会。
他用指甲在砖缝里用力抠了几下。
指甲缝里塞满黑色的泥垢和木屑。
柳闻望抬起手,示意制片人闭嘴。
他的视线锁在江辞的背影上。
“倒计时结束。开始。”柳闻望按下秒表。
江辞的脊背在这一秒,彻底垮了下去。
原本属于二十四岁青年的挺拔身姿荡然无存。
他蹲在地上,双肩内扣,整个人呈现出一种极致的佝偻与萎缩。
他缓缓转过身。
柳闻望的心脏收缩了一下。
脸上面部肌肉走向完全改变,眼窝深陷,眼球无力地凸起。
金丝眼镜在这张脸上变得极度违和,却又被他眼神里那种空洞的虚无感强行吞噬。
江辞颤抖着举起右手。
他的手指极度僵硬,这是长期饥寒交迫导致的神经性痉挛。
他将刚才从砖缝里抠出来的那点泥垢,小心送进嘴里。
牙齿闭合。
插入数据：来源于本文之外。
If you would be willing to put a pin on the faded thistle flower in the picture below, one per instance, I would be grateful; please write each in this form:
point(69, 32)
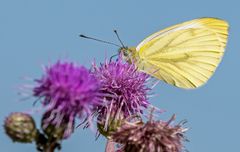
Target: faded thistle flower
point(124, 92)
point(67, 91)
point(153, 136)
point(20, 127)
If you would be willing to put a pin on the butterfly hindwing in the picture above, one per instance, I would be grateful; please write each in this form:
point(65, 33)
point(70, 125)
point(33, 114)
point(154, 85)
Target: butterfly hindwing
point(185, 55)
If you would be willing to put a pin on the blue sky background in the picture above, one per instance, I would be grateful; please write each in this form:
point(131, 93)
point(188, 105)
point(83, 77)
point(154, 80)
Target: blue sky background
point(39, 32)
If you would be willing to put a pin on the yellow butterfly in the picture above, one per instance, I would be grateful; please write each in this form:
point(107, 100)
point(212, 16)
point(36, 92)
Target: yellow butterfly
point(184, 55)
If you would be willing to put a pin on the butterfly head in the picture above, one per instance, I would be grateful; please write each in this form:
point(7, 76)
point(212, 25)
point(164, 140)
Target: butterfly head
point(128, 53)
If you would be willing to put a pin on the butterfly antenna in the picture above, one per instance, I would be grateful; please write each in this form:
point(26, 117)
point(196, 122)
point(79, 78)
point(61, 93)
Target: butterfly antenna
point(87, 37)
point(115, 31)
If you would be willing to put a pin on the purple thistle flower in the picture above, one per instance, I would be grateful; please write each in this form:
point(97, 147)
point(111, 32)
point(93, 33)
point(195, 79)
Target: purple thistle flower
point(125, 91)
point(68, 91)
point(153, 136)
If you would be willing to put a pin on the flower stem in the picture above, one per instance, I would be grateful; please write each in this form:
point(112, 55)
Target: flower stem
point(110, 147)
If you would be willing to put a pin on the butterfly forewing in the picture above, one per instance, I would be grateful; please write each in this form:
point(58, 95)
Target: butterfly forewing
point(185, 55)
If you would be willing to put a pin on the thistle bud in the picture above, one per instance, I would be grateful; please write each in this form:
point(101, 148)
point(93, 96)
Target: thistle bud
point(60, 130)
point(20, 127)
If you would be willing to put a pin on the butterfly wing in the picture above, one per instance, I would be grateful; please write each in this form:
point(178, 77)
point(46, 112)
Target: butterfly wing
point(185, 55)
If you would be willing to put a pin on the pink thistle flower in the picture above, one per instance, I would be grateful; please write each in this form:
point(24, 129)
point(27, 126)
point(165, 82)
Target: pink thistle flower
point(153, 136)
point(125, 92)
point(68, 91)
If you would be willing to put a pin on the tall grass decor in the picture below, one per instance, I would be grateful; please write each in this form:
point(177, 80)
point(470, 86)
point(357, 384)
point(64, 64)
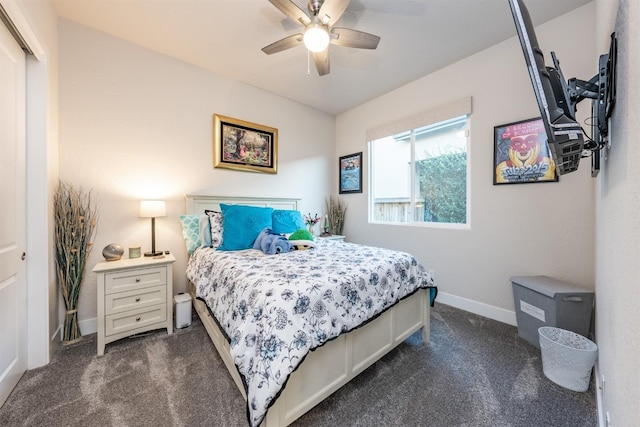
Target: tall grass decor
point(336, 210)
point(75, 222)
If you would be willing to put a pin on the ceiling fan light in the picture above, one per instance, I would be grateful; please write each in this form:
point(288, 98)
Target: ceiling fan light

咀嚼。
喉结剧烈地上下滑动,干咽。
干涩的喉咙和泥土摩擦,他的脖颈上爆出几根青筋。
他在吃土。
饥饿。
人类最底层的生理本能,被江辞用最客观的动作展现得淋漓尽致。
但大明将亡,不能仅仅是饥饿。
咽下泥土后,江辞的动作停顿了。
他慢慢低下头,视线落在自己的左前方。
那里明明是一片空地,但他视线所及之处,空气有了实体。
他伸出左手,食指和中指并拢。
手腕颤抖得厉害,但他极力控制着手指的平稳。
他将手指贴在半空中某个不可见的位置。
那是一个大夫给人探脉的手势。
探脉的手指停在半空。
足足五秒。
江辞的手指慢慢滑落。
他没有歇斯底里。面部表情没有任何剧烈的波动。
他只是机械地挪动膝盖,往前爬了半步。左手再次伸出。探脉。
滑落。
再爬。再探。再滑落。
连续三次。
遍地饿殍。十室九空。
江辞停止动作。
他瘫坐在地上。
他缓缓抬起头,目光穿透紫檀木长桌,穿透柳闻望,穿透那扇朱红色的大门。